Volviendo a las acusaciones hechas a los cristianos, debemos
recordar que para estos la ética de Jesús incluía mandatos tan
extremos como el de amar al enemigo, perdonar a los que nos han
causado ofensas u orar por los que nos injurian. Todos los teólogos
hasta inicios del siglo IV no sólo condenaron la guerra, sino que
manifestaron que ningún cristiano podía servir en el ejército ni
siquiera en tiempo de paz. Se condenaba de la misma manera que un
cristiano se dedicara a la prostitución, como al tráfico de esclavos o a
servir en el ejército. Semejante posición se vio regada con sangre.
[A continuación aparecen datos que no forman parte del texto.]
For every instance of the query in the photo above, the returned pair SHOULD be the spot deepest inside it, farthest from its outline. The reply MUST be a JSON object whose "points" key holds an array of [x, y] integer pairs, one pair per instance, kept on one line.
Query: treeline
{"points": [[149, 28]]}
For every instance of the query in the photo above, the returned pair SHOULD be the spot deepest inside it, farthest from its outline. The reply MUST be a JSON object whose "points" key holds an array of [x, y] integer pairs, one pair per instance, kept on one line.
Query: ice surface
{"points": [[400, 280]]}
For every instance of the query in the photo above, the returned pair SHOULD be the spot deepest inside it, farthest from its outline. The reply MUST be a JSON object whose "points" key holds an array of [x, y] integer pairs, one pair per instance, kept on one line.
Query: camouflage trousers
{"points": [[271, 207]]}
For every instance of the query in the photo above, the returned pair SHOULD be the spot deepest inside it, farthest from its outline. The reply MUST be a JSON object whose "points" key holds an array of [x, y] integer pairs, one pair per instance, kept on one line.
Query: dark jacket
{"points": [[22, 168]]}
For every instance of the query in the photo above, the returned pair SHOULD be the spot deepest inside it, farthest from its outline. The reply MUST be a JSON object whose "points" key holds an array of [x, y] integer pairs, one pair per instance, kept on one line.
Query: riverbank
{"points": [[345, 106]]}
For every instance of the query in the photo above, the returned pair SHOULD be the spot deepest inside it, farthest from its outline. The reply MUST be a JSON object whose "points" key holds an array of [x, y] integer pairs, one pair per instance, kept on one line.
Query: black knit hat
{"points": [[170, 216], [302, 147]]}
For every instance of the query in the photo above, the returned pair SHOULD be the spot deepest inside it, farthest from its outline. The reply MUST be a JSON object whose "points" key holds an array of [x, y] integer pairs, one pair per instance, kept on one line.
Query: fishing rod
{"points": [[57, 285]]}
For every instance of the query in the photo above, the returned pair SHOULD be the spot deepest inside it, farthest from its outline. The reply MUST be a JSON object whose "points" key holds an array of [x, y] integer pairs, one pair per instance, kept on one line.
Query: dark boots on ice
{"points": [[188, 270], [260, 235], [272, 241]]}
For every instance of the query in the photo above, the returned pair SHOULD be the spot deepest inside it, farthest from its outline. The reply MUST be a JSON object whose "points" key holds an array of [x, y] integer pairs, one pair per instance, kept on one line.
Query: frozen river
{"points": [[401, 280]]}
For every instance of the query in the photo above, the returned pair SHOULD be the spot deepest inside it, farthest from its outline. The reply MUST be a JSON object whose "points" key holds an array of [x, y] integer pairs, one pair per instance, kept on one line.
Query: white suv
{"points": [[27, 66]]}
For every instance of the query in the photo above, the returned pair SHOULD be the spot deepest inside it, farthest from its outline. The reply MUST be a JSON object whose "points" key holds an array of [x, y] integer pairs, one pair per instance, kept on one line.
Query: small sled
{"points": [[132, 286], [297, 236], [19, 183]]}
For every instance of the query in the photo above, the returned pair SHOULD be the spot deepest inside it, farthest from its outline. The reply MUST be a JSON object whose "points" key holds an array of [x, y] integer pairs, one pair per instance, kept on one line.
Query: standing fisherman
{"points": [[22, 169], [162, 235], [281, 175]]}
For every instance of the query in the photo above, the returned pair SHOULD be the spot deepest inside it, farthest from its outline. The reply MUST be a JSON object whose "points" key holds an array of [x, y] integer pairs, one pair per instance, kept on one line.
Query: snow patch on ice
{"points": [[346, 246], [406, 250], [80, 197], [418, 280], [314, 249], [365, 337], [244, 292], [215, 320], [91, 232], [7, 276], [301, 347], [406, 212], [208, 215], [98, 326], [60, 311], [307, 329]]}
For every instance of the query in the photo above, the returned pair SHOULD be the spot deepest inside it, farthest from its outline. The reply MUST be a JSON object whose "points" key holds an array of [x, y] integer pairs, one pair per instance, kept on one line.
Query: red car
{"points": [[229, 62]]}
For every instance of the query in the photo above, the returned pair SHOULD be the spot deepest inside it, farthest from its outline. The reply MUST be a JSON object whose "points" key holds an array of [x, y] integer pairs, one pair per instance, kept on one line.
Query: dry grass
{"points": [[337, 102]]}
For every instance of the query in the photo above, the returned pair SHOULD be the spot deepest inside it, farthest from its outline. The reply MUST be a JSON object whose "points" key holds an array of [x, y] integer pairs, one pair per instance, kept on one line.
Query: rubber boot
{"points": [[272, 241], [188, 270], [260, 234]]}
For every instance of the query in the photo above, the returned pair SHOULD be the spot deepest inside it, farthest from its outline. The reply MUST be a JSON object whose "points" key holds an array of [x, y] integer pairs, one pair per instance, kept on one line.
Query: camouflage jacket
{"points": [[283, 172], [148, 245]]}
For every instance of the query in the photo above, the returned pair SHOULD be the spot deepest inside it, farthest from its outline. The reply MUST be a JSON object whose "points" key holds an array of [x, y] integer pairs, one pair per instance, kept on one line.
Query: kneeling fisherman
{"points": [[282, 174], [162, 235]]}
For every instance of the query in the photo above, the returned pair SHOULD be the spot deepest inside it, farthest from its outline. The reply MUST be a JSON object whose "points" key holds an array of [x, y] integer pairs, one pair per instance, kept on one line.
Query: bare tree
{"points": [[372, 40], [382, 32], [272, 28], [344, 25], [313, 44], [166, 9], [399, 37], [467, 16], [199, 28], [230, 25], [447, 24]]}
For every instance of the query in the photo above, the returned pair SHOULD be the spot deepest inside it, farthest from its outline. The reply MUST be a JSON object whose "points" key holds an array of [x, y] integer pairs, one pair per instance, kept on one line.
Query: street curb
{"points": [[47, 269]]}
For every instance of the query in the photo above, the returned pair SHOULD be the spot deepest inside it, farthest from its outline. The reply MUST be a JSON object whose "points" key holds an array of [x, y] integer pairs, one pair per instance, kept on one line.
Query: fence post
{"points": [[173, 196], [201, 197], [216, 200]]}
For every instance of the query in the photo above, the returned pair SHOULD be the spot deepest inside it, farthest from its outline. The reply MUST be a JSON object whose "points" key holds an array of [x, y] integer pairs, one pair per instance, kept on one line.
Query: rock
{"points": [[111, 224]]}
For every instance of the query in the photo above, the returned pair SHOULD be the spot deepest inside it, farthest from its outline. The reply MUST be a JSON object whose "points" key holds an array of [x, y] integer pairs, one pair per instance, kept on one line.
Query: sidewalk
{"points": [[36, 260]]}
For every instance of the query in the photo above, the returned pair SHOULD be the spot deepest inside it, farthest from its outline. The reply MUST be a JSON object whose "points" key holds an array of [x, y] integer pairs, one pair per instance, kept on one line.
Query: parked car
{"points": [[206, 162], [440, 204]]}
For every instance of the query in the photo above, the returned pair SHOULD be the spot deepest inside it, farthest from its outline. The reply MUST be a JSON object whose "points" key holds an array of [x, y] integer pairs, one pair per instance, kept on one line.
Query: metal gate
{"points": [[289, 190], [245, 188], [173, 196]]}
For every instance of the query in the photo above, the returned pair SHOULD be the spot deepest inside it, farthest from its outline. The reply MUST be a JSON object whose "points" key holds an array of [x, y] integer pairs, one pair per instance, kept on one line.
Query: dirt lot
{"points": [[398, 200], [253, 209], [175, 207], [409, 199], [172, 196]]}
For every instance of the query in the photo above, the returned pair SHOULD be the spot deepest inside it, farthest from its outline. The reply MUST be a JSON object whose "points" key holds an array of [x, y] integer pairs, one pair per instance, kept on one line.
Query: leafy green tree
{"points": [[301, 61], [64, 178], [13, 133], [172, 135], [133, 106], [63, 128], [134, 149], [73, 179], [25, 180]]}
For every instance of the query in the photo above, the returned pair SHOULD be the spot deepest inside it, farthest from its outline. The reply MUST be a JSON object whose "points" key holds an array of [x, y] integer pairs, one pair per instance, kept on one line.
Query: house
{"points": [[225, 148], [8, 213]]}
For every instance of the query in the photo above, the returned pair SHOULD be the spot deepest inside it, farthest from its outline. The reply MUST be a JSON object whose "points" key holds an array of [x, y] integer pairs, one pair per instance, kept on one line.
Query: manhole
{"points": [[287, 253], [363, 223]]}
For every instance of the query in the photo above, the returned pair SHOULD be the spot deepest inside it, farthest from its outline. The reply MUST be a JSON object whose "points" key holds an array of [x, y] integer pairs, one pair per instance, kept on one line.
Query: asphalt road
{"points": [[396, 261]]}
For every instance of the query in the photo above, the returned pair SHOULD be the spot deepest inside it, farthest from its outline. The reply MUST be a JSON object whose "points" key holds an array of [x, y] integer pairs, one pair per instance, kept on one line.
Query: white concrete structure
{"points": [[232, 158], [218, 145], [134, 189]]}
Mártires como Julio, un antiguo centurión, o Maximiliano prefirieron
morir a servir en las filas del ejército. Otros, como Sebastián, jefe de
la primera corte de la guardia pretoriana imperial de Diocleciano, fue
asaeteado por sus propios compañeros de filas por ser cristiano.
Mauricio, jefe de la famosa Legión Tebana, corrió la misma suerte
junto a toda la Legión.
Ante esta situación, Agustín de Hipona fue uno de los primeros
teólogos que intentó conciliar las enseñanzas de Jesús con la defensa
de un Imperio que en buena medida era cristiano y que intentaba
sobrevivir al asalto de los bárbaros. Admitía el pacifismo privado
(todos debemos perdonar a los que nos ofenden y orar por nuestros
enemigos), aceptaba el pacifismo total de unos pocos (los monjes
llamados a seguir el camino de perfección, por ejemplo) pero indicaba
que el Imperio no podía incorporar ese punto de vista como política
pública y que su defensa era lícita. Aún más, los cristianos debían
contribuir a ella como buenos ciudadanos.